The expansions the auto glass repair company has underway might not exactly be well-timed, one might say. Only this month, a news team from 6ABC performed an investigative report on Safelite’s pricing policies and discovered that the company charged different prices for a windshield replacement based on where the customer lived—or to be more precise, based on the client’s submitted zip code. The news report then went on to show how variances of pricing could be as high as $70 of difference for nearly neighboring zip codes.
When asked about these discrepancies, the auto glass repair company alleged that it was a fair pricing model because the company used “a dynamic consumer pricing model” whereby various factors, from the availability of a technician to the identities and pricing models of nearby competitors, would affect the price offered to a consumer. However, various consumer associations and even members of the auto glass repair industry have argued that the company’s reasons hold no water. By and large, reactions have been very critical, with some even comparing the company’s pricing practices to the old and disallowed practice of redlining in the insurance trade.
Safelite is still attempting to rebut the critiques by insisting that its pricing model offers good value for a customer, and has also attempted to dismiss the news report from the 6ABC news team by saying that it is merely another case of a reporter attempting to make a big issue or topic out of something that is not all that sensational. Consumers do not seem too eager to see the big company’s side of the issue, however, if opinions on the street and various Internet fora are any indication.

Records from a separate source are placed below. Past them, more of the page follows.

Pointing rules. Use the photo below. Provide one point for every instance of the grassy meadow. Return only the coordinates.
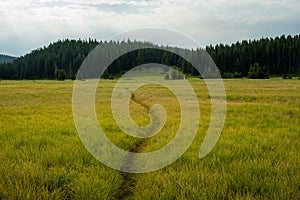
(256, 157)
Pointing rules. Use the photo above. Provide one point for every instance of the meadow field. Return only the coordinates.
(256, 157)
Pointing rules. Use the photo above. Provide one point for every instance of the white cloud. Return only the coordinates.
(28, 24)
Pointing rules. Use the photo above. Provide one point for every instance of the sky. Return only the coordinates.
(29, 24)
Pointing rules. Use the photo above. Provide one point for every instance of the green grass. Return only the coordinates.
(256, 157)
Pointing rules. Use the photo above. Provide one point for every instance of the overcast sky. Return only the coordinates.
(28, 24)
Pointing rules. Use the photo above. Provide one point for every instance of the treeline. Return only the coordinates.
(280, 55)
(44, 63)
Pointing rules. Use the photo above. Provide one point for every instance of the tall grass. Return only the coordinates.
(256, 157)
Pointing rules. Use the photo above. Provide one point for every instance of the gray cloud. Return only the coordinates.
(27, 24)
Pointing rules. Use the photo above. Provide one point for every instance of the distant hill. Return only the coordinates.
(6, 59)
(279, 55)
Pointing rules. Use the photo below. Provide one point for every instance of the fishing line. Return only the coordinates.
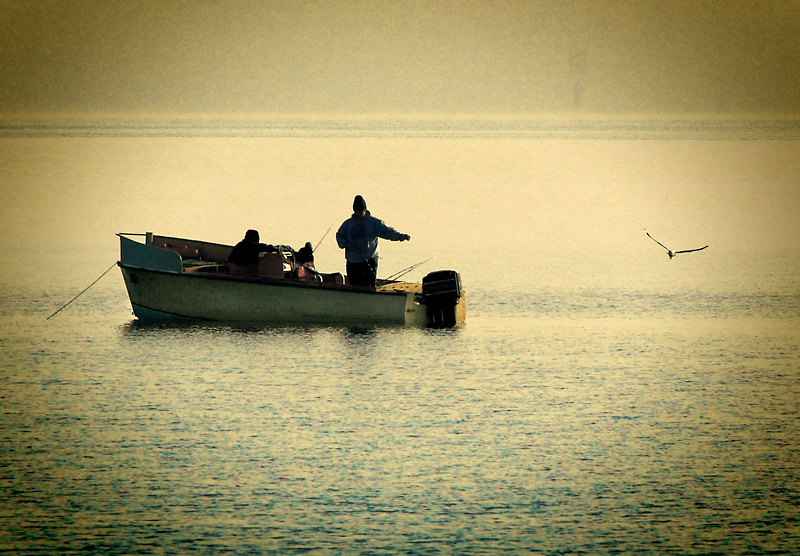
(405, 271)
(84, 291)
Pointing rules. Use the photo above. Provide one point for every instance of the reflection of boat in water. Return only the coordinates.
(173, 278)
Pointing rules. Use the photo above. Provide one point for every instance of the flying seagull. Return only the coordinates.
(670, 252)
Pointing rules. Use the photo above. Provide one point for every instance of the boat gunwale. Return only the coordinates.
(279, 282)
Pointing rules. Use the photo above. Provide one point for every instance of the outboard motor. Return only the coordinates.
(441, 291)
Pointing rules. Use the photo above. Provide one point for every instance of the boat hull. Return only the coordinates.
(159, 295)
(163, 286)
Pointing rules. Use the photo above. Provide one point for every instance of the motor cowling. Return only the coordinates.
(441, 291)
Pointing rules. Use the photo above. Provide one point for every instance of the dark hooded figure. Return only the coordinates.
(247, 250)
(358, 236)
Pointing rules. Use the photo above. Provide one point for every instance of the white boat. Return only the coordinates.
(170, 278)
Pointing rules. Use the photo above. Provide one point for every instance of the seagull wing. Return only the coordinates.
(661, 244)
(690, 250)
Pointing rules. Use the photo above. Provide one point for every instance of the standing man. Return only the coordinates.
(358, 236)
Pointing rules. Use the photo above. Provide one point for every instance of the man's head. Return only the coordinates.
(359, 206)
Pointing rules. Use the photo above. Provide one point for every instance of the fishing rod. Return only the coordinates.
(84, 291)
(405, 271)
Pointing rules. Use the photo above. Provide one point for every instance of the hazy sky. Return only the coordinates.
(409, 56)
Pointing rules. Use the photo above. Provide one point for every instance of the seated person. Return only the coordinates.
(305, 256)
(246, 251)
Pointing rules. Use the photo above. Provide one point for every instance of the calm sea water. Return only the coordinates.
(601, 399)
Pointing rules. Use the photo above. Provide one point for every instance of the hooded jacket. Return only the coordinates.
(362, 234)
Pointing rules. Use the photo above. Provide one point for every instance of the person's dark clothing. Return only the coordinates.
(246, 252)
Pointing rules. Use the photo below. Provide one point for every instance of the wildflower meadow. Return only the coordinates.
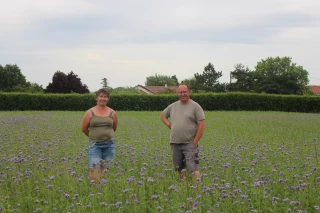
(249, 162)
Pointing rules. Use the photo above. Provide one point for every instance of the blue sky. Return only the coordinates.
(127, 41)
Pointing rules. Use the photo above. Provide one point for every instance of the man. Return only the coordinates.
(186, 120)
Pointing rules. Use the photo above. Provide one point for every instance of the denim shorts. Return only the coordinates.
(185, 156)
(101, 154)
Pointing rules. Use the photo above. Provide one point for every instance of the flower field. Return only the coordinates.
(250, 162)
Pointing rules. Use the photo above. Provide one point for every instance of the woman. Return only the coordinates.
(100, 123)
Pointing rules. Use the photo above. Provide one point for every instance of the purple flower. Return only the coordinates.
(118, 204)
(159, 208)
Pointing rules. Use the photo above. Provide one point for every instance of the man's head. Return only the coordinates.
(184, 93)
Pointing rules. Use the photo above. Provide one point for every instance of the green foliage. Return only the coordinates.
(11, 77)
(105, 83)
(209, 77)
(136, 102)
(123, 91)
(161, 80)
(244, 79)
(249, 161)
(70, 83)
(279, 76)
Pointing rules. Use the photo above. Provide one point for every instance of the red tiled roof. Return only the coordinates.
(316, 89)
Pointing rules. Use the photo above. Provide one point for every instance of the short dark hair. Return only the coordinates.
(102, 91)
(185, 85)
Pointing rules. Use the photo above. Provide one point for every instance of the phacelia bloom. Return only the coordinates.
(159, 208)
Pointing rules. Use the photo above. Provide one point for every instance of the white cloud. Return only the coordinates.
(127, 41)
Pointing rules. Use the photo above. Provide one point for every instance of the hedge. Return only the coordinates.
(208, 101)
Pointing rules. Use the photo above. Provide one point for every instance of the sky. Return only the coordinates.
(127, 41)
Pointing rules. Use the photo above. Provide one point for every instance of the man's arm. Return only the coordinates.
(165, 120)
(200, 130)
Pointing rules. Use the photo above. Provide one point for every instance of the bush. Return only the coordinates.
(139, 102)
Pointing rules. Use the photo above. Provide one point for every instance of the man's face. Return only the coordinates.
(183, 93)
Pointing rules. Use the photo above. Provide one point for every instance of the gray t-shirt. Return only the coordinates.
(183, 118)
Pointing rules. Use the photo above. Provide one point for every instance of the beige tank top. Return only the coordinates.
(101, 128)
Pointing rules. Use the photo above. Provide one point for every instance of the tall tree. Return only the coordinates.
(160, 80)
(280, 76)
(244, 79)
(62, 83)
(10, 77)
(104, 83)
(174, 77)
(209, 77)
(75, 84)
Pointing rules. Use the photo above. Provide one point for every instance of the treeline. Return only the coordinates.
(231, 101)
(272, 76)
(277, 75)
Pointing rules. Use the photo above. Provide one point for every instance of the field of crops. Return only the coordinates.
(250, 162)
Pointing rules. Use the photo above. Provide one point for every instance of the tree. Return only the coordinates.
(244, 79)
(194, 85)
(62, 83)
(75, 84)
(161, 80)
(104, 83)
(209, 77)
(174, 77)
(10, 77)
(280, 76)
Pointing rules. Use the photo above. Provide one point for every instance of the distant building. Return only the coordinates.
(315, 89)
(155, 89)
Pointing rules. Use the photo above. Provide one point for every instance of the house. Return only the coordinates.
(155, 89)
(315, 89)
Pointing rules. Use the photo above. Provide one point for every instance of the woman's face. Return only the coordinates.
(102, 99)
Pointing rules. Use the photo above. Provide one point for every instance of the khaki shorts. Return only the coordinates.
(185, 156)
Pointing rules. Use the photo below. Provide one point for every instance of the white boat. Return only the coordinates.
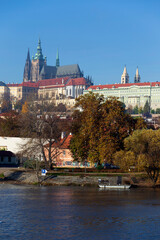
(106, 184)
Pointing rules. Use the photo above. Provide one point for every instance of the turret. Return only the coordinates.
(125, 76)
(137, 76)
(27, 69)
(57, 59)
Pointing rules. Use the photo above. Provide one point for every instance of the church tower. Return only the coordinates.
(57, 59)
(27, 69)
(37, 63)
(125, 76)
(137, 76)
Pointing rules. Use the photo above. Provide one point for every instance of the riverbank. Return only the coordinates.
(22, 176)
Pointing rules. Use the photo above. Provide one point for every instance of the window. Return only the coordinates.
(64, 153)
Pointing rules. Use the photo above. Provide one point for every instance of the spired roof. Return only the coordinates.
(97, 87)
(50, 71)
(2, 84)
(125, 72)
(68, 70)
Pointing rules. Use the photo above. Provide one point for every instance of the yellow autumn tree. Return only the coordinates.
(25, 107)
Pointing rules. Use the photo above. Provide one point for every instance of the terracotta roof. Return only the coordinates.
(63, 143)
(153, 84)
(77, 81)
(54, 81)
(24, 84)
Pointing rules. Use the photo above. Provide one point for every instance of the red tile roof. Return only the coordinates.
(153, 84)
(63, 143)
(54, 81)
(76, 81)
(24, 84)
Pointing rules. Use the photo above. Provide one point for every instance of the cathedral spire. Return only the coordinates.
(137, 76)
(125, 76)
(39, 54)
(57, 59)
(27, 68)
(28, 55)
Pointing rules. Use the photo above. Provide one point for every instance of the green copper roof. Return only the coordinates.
(57, 59)
(39, 54)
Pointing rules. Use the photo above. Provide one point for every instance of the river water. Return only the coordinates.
(28, 212)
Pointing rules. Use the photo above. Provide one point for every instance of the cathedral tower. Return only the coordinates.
(137, 76)
(57, 59)
(37, 63)
(125, 76)
(27, 69)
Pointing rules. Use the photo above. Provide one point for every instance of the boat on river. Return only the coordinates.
(106, 184)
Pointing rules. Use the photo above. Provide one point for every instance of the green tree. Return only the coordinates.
(158, 110)
(146, 109)
(145, 146)
(135, 110)
(140, 110)
(99, 128)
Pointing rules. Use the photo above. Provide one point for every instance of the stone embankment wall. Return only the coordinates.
(29, 177)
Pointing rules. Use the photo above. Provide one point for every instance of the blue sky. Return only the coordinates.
(101, 36)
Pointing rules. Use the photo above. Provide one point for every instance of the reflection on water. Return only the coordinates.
(78, 213)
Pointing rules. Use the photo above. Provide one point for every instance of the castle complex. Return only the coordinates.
(37, 69)
(63, 84)
(131, 94)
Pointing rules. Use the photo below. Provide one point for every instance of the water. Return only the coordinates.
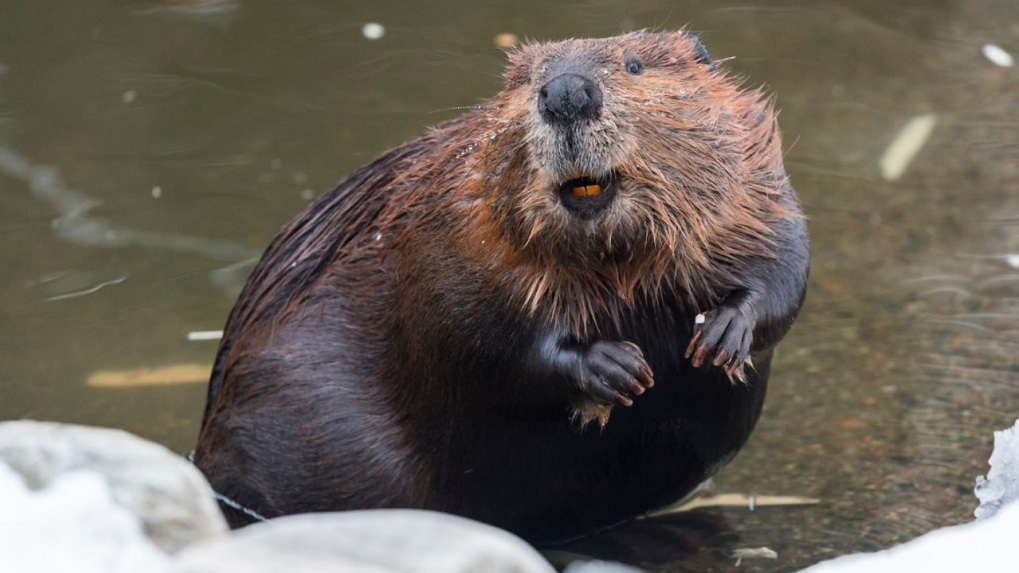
(149, 149)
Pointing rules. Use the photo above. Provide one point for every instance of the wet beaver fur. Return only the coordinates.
(473, 322)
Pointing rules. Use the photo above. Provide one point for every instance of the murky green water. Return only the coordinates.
(147, 148)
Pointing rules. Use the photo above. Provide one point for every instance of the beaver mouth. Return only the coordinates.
(585, 196)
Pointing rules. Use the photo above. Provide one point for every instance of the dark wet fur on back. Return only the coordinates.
(441, 329)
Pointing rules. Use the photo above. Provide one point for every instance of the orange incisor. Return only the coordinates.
(587, 190)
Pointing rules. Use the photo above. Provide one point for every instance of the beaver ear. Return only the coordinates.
(700, 52)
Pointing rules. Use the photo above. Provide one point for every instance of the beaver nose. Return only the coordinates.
(569, 98)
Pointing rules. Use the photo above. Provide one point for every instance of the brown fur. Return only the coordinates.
(420, 334)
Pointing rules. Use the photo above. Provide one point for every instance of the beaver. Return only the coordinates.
(552, 313)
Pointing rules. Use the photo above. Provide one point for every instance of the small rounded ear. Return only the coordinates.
(700, 52)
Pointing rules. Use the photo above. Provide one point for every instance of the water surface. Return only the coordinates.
(150, 150)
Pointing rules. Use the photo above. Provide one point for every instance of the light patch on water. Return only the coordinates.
(906, 145)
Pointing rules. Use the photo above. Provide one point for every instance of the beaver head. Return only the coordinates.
(612, 169)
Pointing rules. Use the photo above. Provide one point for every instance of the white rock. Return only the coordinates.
(164, 490)
(998, 55)
(1002, 484)
(987, 545)
(363, 541)
(72, 525)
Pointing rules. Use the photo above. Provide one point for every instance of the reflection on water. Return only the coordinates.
(148, 149)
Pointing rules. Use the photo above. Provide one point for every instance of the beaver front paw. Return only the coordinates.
(726, 333)
(613, 372)
(609, 373)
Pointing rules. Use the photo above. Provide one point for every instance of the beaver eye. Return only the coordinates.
(634, 65)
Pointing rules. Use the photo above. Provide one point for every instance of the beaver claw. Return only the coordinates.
(613, 372)
(727, 332)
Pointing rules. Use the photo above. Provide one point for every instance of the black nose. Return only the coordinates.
(569, 98)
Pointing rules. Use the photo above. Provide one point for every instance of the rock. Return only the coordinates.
(363, 541)
(1002, 484)
(985, 545)
(168, 495)
(73, 525)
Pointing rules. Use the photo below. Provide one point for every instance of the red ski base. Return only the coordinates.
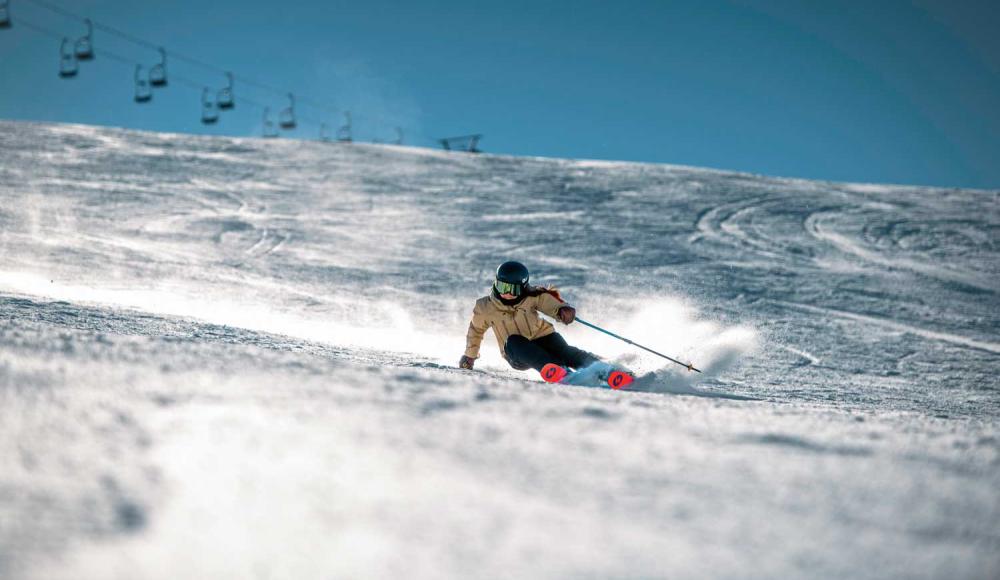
(619, 379)
(553, 373)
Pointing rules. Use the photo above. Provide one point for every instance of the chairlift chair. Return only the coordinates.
(158, 72)
(344, 132)
(269, 132)
(224, 100)
(4, 13)
(67, 60)
(286, 120)
(209, 114)
(466, 143)
(143, 93)
(85, 44)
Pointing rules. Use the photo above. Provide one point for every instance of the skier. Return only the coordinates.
(526, 341)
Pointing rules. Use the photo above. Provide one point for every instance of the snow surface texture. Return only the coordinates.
(231, 358)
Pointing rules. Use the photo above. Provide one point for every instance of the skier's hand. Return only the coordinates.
(566, 314)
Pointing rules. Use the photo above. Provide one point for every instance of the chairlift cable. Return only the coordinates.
(308, 101)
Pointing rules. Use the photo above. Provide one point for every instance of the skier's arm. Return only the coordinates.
(474, 336)
(551, 303)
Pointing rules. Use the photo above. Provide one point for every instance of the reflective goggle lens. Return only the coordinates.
(507, 288)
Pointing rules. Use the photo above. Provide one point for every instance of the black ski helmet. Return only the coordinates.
(512, 278)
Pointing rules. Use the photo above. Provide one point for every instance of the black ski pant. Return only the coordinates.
(524, 354)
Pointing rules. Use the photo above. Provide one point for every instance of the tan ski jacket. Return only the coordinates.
(522, 318)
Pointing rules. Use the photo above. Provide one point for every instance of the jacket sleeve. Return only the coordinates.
(474, 336)
(549, 303)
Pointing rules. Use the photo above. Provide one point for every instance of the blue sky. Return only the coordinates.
(888, 91)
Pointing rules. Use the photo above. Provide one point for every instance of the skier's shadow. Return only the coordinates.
(675, 385)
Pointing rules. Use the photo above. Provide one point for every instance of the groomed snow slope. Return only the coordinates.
(234, 358)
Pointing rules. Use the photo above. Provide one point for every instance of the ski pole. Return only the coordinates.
(689, 366)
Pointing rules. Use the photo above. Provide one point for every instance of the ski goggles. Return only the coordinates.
(508, 287)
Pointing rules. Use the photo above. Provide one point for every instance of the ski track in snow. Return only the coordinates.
(213, 350)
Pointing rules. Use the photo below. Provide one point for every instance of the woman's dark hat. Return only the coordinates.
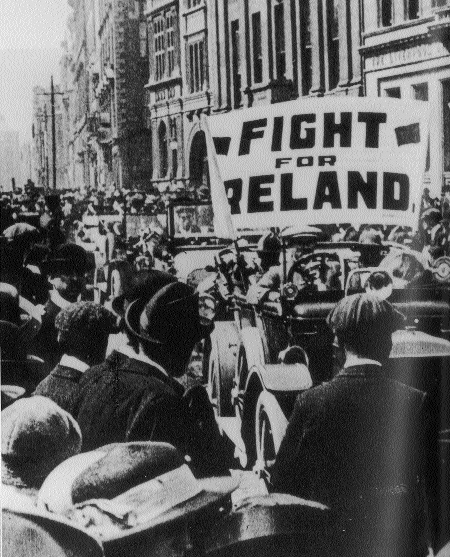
(168, 317)
(67, 258)
(109, 471)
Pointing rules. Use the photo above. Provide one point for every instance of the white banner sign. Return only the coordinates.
(319, 161)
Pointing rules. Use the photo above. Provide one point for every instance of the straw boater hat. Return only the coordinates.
(167, 317)
(95, 478)
(32, 533)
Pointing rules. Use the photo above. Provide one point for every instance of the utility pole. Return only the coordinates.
(52, 104)
(52, 100)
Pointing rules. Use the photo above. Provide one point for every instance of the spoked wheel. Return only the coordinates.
(116, 283)
(222, 362)
(214, 383)
(270, 427)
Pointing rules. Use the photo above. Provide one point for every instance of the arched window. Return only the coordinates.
(333, 43)
(163, 156)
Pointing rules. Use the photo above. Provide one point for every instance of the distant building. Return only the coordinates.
(42, 137)
(406, 54)
(10, 163)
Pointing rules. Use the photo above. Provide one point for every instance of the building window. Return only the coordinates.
(386, 15)
(170, 34)
(236, 63)
(393, 92)
(333, 43)
(305, 46)
(163, 158)
(412, 9)
(446, 123)
(143, 44)
(196, 66)
(280, 41)
(420, 92)
(160, 50)
(257, 47)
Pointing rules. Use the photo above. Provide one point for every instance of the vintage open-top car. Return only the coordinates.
(264, 352)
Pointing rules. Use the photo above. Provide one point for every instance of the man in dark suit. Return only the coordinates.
(66, 269)
(357, 443)
(134, 395)
(83, 332)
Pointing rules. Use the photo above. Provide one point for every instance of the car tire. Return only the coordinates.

The auto glass repair company’s expansion is going to push on, however, in spite of all this controversy. The Supercenter in Wood Dale is going to be gaining 13,000 square feet plus its original 28,000 sq. ft. area, and the primary aim is apparently to permit the company to stock more equipment and materials. The actual service areas and the adjacent waiting areas for clients are also to be expanded to provide a more comfortable location, it seems.